ZAGREB, April 11, 2020 – Finance Minister Zdravko Marić said on Friday budget revenues in the first ten days of April were one-third of those at the same time last year and reiterated that at first Croatia would tap the domestic market to finance aid and deal with the fallout of the COVID-19 crisis.
Speaking on the public broadcaster HTV, he said the general assessment was that the measures the government had taken so far to help the economy were satisfactory and that Croatia was near the top in the EU in terms of their GDP share.
He said the implementation of the measures was good and that 95,000 employers had applied for aid for over 550,000 workers.
He also mentioned moratoriums on loans, programmes for exporters and new credit lines totalling €1.8 billion.
Speaking on RTL television, Marić said bilateral arrangements worth HRK 6 billion had been signed with six domestic banks with an average interest of a little over 1%. He told HTV that pension funds and other instruments would also be utilised.
Asked how much the crisis would cost, Marić reiterated that according to projections, the next three months would cost the state budget about HRK 45 billion only to ensure the functioning of the state and the economic measures.
He could not say what the budget revenues would be. He said that aside from the budget reallocations the government made yesterday, Croatia would have to borrow and that this would increase the public debt.
“If we stay the course we have taken, then the jump won’t be high,” he said, adding that the period after the crisis would be even more challenging.

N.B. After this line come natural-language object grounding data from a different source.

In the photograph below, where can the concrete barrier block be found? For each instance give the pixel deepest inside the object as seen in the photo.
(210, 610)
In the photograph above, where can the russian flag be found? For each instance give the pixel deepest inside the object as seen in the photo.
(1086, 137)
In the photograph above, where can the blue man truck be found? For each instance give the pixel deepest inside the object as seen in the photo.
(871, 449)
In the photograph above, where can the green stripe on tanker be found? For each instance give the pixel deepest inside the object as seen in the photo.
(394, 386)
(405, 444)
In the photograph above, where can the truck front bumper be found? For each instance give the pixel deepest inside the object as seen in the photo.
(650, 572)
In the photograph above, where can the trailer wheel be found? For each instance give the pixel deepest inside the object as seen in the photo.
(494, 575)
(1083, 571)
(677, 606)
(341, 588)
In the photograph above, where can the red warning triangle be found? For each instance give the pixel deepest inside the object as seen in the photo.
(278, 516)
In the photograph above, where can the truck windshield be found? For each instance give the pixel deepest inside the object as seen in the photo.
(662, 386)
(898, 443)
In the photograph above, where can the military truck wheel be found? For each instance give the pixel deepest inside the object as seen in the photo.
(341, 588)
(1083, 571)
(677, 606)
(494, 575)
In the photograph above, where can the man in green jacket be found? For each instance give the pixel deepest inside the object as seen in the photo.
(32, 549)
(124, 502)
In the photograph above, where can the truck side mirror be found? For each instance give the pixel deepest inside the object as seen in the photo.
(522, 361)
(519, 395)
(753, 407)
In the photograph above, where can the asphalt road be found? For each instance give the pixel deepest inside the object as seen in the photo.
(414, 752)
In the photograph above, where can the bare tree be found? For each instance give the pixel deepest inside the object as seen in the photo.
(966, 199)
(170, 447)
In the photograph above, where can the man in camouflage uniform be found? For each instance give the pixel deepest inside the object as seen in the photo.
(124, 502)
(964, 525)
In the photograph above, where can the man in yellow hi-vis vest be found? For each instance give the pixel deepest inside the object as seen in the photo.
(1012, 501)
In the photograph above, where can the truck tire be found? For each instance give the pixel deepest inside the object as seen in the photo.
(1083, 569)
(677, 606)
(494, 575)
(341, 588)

Marić said a budget deficit could be expected this year as well as a GDP decrease, announcing that the government would present its projections soon. He added, however, that no projections, including those from world financial institutions, contained data on how long and how deep the crisis caused by the COVID-19 pandemic would be.
On Thursday, the World Bank estimated that Croatia’s GDP will contract 6.2% this year, that the budget deficit will reach 8% of GDP and that the public debt-to-GDP ratio will be nearly 84%.
Marić welcomed Thursday’s agreement by EU finance ministers on an economic response to the pandemic crisis.
All member states agree on short-term measures: a credit line of the European Stabilisation Mechanism (ESM), a European Investment Bank (EIB) guarantee fund, and a programme for pan-European support for short-time work arrangements (SURE), all totalling €540 billion – €240 billion from the ESM, €200 billion from the EIB and €100 billion for SURE.
Marić said Croatia could not count on ESM funds as it was not a member of the euro area. “Croatia can count on SURE, an instrument to help measures that we too are implementing to preserve jobs,” he said, adding that those were no longer grant schemes but loans.
He said the finance ministers also reached a political agreement which, to come into effect, must pass certain legislative procedures. He announced that Croatia, as the country chairing the Council of the EU, would do its best to expedite the legislative part.